Les implications légales et sociales de cette recherche sont troublantes pour beaucoup. Si nous pouvons classer un comportement criminel ou odieux comme un simple dysfonctionnement neurologique, alors toute notre base pour affirmer la responsabilité légale s’effondre. L’intention est actuellement un aspect vital de l’affirmation du jugement dans notre système juridique. Si quelqu’un peut reporter un degré de responsabilité consciente concernant ses actions à la simple façon dont son cerveau est câblé, alors où cela nous laisse-t-il ?
Le domaine émergent du neurodroit est aux prises avec cette question même, car les défenses neuroscientifiques deviennent de plus en plus importantes dans les salles d’audience. Une étude fascinante de 2012 a révélé que les juges avaient tendance à prononcer des peines plus clémentes lorsqu’une cause biomécanique de psychopathie est présentée. L’implication est qu’un individu est un peu moins coupable personnellement dans ces cas-là. Nous pourrions l’appeler la défense « Mon cerveau m’a poussé à le faire ».
Nous avons peut-être un contrôle conscient sur nos choix, mais il est de plus en plus clair qu’il existe une variété de mécanismes neurologiques qui influencent la façon dont nous évaluons les informations qui guident nos décisions. La psychopathie n’est actuellement pas officiellement classée comme une maladie mentale, mais certains scientifiques soutiennent qu’elle devrait l’être, car un dysfonctionnement neuronal à l’origine de ce trouble a été clairement identifié. Mais à quel moment sommes-nous simplement en train de réguler des modes de pensée ?

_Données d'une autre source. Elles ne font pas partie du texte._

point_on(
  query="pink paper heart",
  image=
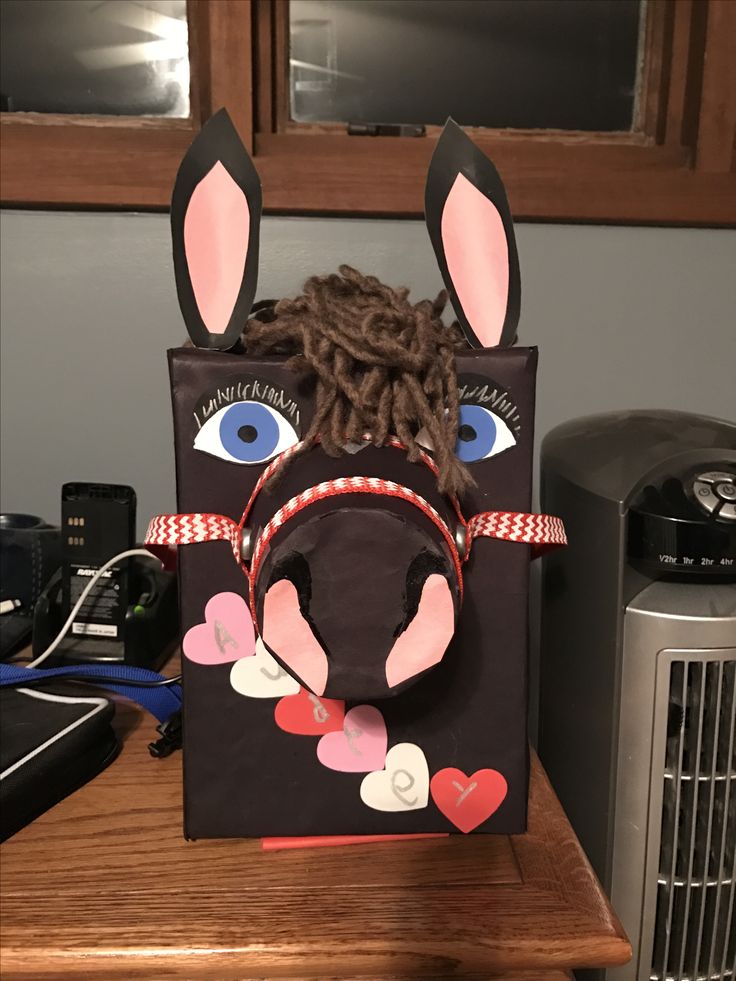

Cette recherche croissante sur la neurologie de la psychopathie ne nous aide pas seulement à comprendre pourquoi certaines personnes font des choses terribles, mais éclaire les raisons pour lesquelles nous faisons tous ce que nous faisons. L’idée la plus confrontante soulevée est que si nous pouvons identifier comment certains câblages cérébraux peuvent aboutir à ce qu’une personne entreprenne un comportement criminel ou antisocial, alors le revers de la médaille est que nous devons également associer les actions altruistes ou désintéressées à des fonctions neurologiques similaires.